International Journal of Computer Applications |
Foundation of Computer Science (FCS), NY, USA |
Volume 167 - Number 12 |
Year of Publication: 2017 |
Authors: Saima Munir, Qaisar Abbas, Bushra Jamil |
10.5120/ijca2017914492 |
Saima Munir, Qaisar Abbas, Bushra Jamil . Dependency Parsing using the URDU.KON-TB Treebank. International Journal of Computer Applications. 167, 12 ( Jun 2017), 25-31. DOI=10.5120/ijca2017914492
In this paper, we present evaluation of URDU.KON-TB in the dependency parsing domain. The URDU.KON-TB treebank is developed on the bases of the phrase structure and hyper dependency structure which are only functional constituent’s label.
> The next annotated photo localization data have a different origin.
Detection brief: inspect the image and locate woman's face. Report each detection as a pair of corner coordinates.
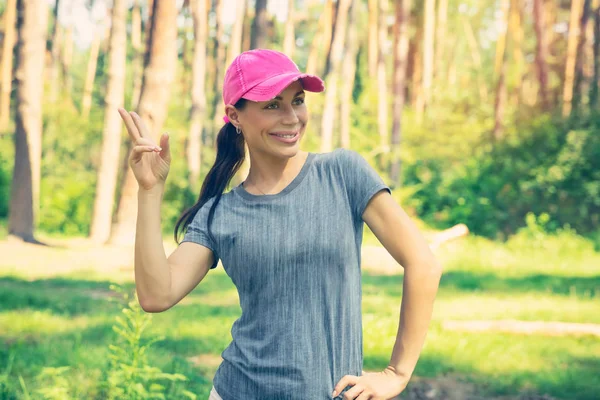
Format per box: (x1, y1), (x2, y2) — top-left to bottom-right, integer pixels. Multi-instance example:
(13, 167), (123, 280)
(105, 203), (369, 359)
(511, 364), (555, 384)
(232, 81), (308, 158)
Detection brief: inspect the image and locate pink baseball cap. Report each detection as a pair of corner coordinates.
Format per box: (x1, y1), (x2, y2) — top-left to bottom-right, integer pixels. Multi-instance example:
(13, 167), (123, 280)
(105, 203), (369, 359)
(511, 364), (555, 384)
(222, 49), (325, 123)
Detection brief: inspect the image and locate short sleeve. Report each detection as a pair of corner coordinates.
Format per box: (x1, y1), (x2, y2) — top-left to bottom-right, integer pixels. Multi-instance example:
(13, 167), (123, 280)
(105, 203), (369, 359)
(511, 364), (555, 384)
(181, 199), (220, 269)
(335, 148), (391, 221)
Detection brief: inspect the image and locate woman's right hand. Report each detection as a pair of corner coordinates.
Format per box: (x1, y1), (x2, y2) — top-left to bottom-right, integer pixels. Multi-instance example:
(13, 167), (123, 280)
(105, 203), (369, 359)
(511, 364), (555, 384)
(118, 108), (171, 191)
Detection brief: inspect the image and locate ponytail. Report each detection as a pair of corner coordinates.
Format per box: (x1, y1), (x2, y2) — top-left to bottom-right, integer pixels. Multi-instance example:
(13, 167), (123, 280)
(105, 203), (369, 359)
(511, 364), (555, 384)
(174, 99), (248, 244)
Treebank was annotated with three levels of annotation tagset, the semi-semantic POS (SSP), semi-semantic Syntactic (SSS) and Functional (F) tagset and was checked for the Phrase Structure Parsing domain. To evaluate this treebank in the Dependency Parsing domain we have selected MaltParser. To use data in the parser, we have converted the URDU.KON-TB treebank annotated data according to the CONLL format. The compatibility of data to CoNLL is also measured along with usability of data in the dependency parsing domain. To make the data compatible, few assumptions are taken. The converted data is used to evaluate the system by dividing 80% data as training data and 20% data as testing data. We have performed eight experiments. Four experiments are conducted with six different feature models with converted data. The experiments results show URDU.KON-TB treebank is not suitable for the dependency parsing as dependency relation because Head information was missing in the treebank. We then performed four experiments with an assumption based enhancement by adding Head information. The algorithm used to train and test data is Nivre arc-agear algorithm. The new experiments show this treebank data can be used to develop new dependency treebank for Urdu.